Al contrario, la forma raggiunge una notevole scioltezza nella progressione, dimostrando una maturità registica evidente in Krasinski, che alterna bene i passaggi utili ad arricchire la mitologia della saga, con i fatti precipui della vicenda narrata. Ancora una volta siamo di fronte a una storia privata, “piccola”, allargata a un vecchio conoscente con cui la famiglia Abbott si riunisce durante la fuga e che dovrà superare le sue diffidenze per poterli aiutare a sopravvivere, in un’avventura divisa tra più fronti e più territori. C’è quindi un mondo “di sotto”, in un’acciaieria che può essere sia rifugio che prigione e che rievoca gli scenari post-industriali dell’America attraversata dalle crisi dell’era contemporanea – l’impianto è non a caso quello della Bethlehem Steel Corporation, un simbolo dei cambiamenti economici a cavallo del secolo. A questo si contrappone un altro mondo rurale e piccolo, simboleggiato dall’isoletta in cui i mostri sembrano non aver trovato asilo, ma che pure verrà minacciato da vicino da una delle creature.

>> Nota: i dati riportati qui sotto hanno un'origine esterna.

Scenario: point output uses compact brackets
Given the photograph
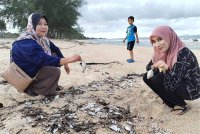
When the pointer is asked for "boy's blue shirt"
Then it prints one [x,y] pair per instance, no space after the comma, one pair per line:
[131,33]
[30,56]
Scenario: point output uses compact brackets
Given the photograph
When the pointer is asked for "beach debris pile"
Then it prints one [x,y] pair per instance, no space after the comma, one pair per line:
[83,112]
[115,118]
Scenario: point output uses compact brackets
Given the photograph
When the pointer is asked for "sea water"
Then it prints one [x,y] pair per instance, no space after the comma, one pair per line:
[144,42]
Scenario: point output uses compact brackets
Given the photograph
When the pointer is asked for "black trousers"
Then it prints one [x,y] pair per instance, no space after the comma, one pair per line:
[170,98]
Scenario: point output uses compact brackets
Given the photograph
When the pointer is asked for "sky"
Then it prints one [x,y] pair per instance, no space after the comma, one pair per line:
[108,18]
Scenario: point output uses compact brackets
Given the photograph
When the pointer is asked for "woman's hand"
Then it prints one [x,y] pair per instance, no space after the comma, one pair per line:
[76,58]
[72,59]
[161,64]
[67,69]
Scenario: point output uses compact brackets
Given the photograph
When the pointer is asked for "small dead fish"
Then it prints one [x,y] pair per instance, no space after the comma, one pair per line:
[1,105]
[83,65]
[115,128]
[150,74]
[28,120]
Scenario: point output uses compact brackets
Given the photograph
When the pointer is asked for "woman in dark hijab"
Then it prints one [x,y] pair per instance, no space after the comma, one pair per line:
[38,57]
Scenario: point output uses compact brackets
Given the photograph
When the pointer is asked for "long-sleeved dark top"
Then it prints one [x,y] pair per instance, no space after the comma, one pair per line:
[31,57]
[186,70]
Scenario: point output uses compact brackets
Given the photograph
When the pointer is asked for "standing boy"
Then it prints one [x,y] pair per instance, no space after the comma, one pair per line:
[131,33]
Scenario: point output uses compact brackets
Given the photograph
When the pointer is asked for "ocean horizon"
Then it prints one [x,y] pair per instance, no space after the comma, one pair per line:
[144,42]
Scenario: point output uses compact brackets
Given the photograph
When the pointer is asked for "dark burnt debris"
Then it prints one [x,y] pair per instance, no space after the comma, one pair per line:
[98,112]
[86,117]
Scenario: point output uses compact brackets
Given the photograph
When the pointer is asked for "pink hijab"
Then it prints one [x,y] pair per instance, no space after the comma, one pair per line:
[175,45]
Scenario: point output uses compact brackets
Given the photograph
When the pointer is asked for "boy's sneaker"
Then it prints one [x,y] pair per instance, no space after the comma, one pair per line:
[130,61]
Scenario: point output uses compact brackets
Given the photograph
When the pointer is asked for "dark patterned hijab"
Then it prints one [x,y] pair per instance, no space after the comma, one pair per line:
[30,33]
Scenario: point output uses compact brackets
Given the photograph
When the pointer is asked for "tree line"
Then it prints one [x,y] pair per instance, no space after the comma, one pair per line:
[62,15]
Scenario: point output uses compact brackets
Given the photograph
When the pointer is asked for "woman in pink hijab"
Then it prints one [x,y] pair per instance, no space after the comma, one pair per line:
[173,73]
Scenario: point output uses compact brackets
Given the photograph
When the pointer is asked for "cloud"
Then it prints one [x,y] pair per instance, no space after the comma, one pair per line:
[109,17]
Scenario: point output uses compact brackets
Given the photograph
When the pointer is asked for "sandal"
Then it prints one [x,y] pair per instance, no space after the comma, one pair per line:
[181,109]
[59,88]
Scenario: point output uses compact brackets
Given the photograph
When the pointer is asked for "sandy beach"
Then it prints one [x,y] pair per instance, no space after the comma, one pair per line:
[116,86]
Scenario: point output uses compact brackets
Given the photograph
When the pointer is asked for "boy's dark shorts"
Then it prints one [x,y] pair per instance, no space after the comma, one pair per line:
[130,45]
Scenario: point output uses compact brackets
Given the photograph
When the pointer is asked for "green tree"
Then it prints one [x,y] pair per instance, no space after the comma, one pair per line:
[62,15]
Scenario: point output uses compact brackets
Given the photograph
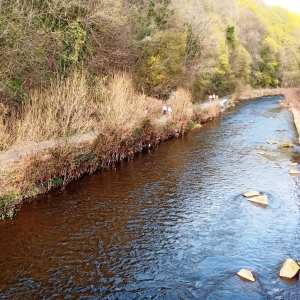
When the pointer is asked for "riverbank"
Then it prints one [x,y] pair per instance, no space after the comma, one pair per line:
[37,168]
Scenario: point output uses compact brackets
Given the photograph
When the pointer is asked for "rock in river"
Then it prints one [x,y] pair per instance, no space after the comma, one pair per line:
[251,194]
[289,269]
[246,275]
[262,152]
[294,172]
[260,200]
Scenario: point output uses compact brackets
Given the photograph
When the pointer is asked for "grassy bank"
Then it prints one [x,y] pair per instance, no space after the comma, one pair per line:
[123,122]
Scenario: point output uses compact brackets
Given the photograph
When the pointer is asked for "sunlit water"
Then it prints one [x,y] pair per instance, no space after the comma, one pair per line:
[172,224]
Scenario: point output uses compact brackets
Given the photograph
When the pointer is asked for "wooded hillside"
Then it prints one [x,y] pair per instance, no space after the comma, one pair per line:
[207,46]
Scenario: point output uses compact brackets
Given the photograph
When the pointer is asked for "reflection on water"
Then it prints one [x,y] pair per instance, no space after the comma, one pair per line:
[172,224]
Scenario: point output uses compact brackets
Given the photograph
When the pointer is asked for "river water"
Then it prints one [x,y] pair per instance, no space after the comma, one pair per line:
[172,224]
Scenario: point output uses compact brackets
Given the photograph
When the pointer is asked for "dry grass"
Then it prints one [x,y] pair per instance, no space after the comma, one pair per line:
[5,136]
[63,110]
[182,106]
[122,109]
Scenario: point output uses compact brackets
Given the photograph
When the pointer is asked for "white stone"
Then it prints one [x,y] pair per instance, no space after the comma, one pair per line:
[289,269]
[293,172]
[251,194]
[260,200]
[246,275]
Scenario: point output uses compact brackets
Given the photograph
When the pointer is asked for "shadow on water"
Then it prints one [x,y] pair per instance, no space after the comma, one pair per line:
[172,224]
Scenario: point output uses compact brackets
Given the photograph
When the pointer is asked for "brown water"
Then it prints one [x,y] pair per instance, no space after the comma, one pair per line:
[172,224]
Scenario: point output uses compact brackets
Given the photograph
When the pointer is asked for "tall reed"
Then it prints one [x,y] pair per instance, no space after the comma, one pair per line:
[122,109]
[181,103]
[63,109]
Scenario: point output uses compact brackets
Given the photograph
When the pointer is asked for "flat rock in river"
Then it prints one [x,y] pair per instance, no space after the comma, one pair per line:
[260,200]
[251,194]
[289,269]
[294,172]
[246,274]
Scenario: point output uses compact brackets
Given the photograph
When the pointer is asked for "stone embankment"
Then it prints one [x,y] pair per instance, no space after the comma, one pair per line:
[37,168]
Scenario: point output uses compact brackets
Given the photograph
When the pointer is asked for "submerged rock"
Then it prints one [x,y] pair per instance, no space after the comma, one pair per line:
[262,152]
[289,269]
[197,126]
[294,172]
[246,274]
[251,194]
[260,200]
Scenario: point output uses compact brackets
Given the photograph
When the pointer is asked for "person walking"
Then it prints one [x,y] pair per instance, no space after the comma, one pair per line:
[164,110]
[169,111]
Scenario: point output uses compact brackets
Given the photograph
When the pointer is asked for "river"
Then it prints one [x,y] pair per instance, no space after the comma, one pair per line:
[171,224]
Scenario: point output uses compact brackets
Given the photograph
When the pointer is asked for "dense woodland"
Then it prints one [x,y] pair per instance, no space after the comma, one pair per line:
[50,48]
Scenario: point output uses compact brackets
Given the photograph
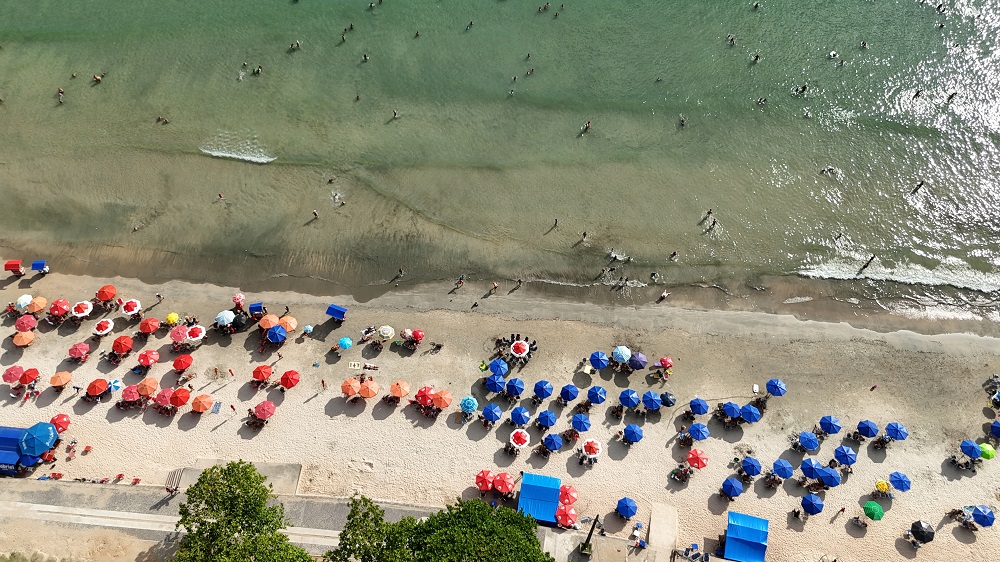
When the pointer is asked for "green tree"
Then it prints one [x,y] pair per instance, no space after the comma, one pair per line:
[226,518]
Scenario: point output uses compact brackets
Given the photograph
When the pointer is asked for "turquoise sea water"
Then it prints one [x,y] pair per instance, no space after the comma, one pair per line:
[493,171]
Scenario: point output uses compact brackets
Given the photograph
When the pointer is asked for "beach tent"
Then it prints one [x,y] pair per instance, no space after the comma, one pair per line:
[539,498]
[746,538]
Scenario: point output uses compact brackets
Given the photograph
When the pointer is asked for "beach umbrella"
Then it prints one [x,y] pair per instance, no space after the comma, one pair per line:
[106,293]
[399,388]
[492,413]
[515,387]
[922,531]
[568,494]
[148,357]
[597,395]
[897,431]
[149,325]
[484,480]
[698,406]
[812,504]
[38,439]
[264,410]
[971,449]
[519,438]
[637,361]
[277,334]
[468,405]
[104,327]
[178,333]
[260,373]
[425,396]
[809,441]
[632,433]
[621,354]
[751,466]
[182,362]
[225,317]
[566,515]
[351,386]
[569,392]
[82,309]
[627,507]
[370,388]
[845,455]
[61,378]
[867,428]
[504,483]
[147,386]
[873,510]
[520,415]
[97,387]
[290,379]
[899,481]
[732,487]
[983,515]
[629,398]
[60,422]
[731,409]
[543,389]
[830,424]
[546,418]
[131,306]
[552,442]
[202,403]
[599,360]
[499,367]
[580,422]
[25,323]
[811,468]
[782,468]
[651,400]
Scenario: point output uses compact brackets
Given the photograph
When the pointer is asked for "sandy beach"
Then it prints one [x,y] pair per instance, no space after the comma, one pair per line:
[929,383]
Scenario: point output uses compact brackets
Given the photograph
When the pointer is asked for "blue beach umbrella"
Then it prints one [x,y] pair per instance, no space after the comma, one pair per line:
[597,395]
[782,468]
[845,455]
[699,432]
[515,387]
[629,398]
[809,440]
[569,392]
[750,413]
[552,442]
[580,422]
[543,389]
[899,481]
[830,424]
[499,367]
[546,418]
[776,387]
[812,504]
[599,360]
[627,507]
[698,406]
[751,466]
[492,413]
[520,415]
[495,383]
[632,433]
[867,428]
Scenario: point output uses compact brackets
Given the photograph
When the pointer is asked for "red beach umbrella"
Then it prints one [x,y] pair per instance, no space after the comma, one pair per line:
[484,480]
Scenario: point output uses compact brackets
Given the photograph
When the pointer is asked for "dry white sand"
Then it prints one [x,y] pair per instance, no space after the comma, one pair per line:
[929,383]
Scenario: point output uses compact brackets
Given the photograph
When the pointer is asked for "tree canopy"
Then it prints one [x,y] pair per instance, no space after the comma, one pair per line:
[226,518]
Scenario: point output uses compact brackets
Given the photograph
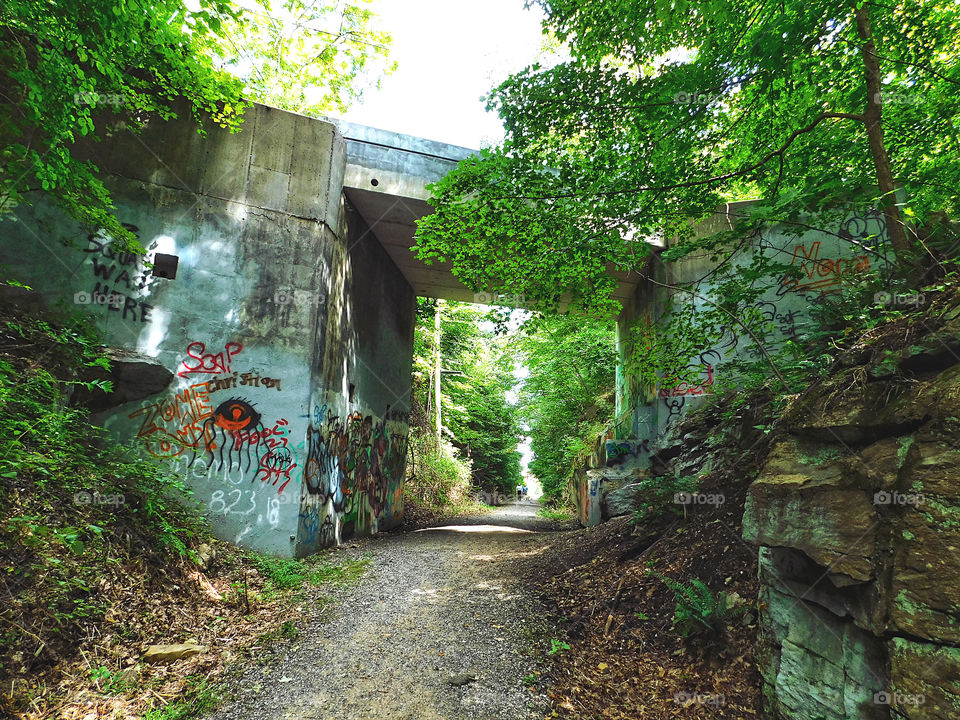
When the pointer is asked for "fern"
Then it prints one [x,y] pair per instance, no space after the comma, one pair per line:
[697,607]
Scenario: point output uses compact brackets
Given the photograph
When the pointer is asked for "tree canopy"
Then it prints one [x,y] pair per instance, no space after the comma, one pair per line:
[666,108]
[567,398]
[307,56]
[72,70]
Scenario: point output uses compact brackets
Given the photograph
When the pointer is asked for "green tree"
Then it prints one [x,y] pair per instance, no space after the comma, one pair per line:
[78,70]
[567,397]
[69,70]
[475,373]
[666,108]
[477,414]
[303,55]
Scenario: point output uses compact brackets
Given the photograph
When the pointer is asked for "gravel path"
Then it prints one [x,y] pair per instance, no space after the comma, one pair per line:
[437,629]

Partendo dal piccolo, insomma, A Quiet Place II diventa una piccola ricognizione dell’America nelle sue articolazioni più problematiche, una sorta di prospettiva rovesciata su una nazione che si percepisce come vincente e viene ora ritratta alla luce di nuove e più inclusive narrazioni: una famiglia senza padre, con una figlia sordomuta, tra i relitti di una potenza passata, che deve forse ricominciare da nuclei sociali e territoriali più piccoli. Non a caso l’invasione, nel prologo, inizia durante una partita dello sport nazionale per eccellenza, il baseball e si articola subito lungo una di quelle main street di provincia attorno a cui tradizionalmente si compattano le comunità. La comunicazione e la sopravvivenza diventano quindi un tutt’uno con la necessità di ripensare l’ordine delle cose, messo non casualmente in crisi da mostri filiformi ma aggressivi, che a loro volta capovolgono ogni paradigma, non affidandosi né all’olfatto né alla vista (un po’ come il T-Rex di Jurassic Park, cieco ma capace di percepire il movimento, altra straordinaria invenzione puramente cinematografica). Anche per questo, la tensione muscolare del meccanismo action si esalta e si stempera a sua volta nella sfida di trovare un posto tranquillo, come indicato dallo stesso titolo, primo presupposto da cui ricominciare a costruire il mondo.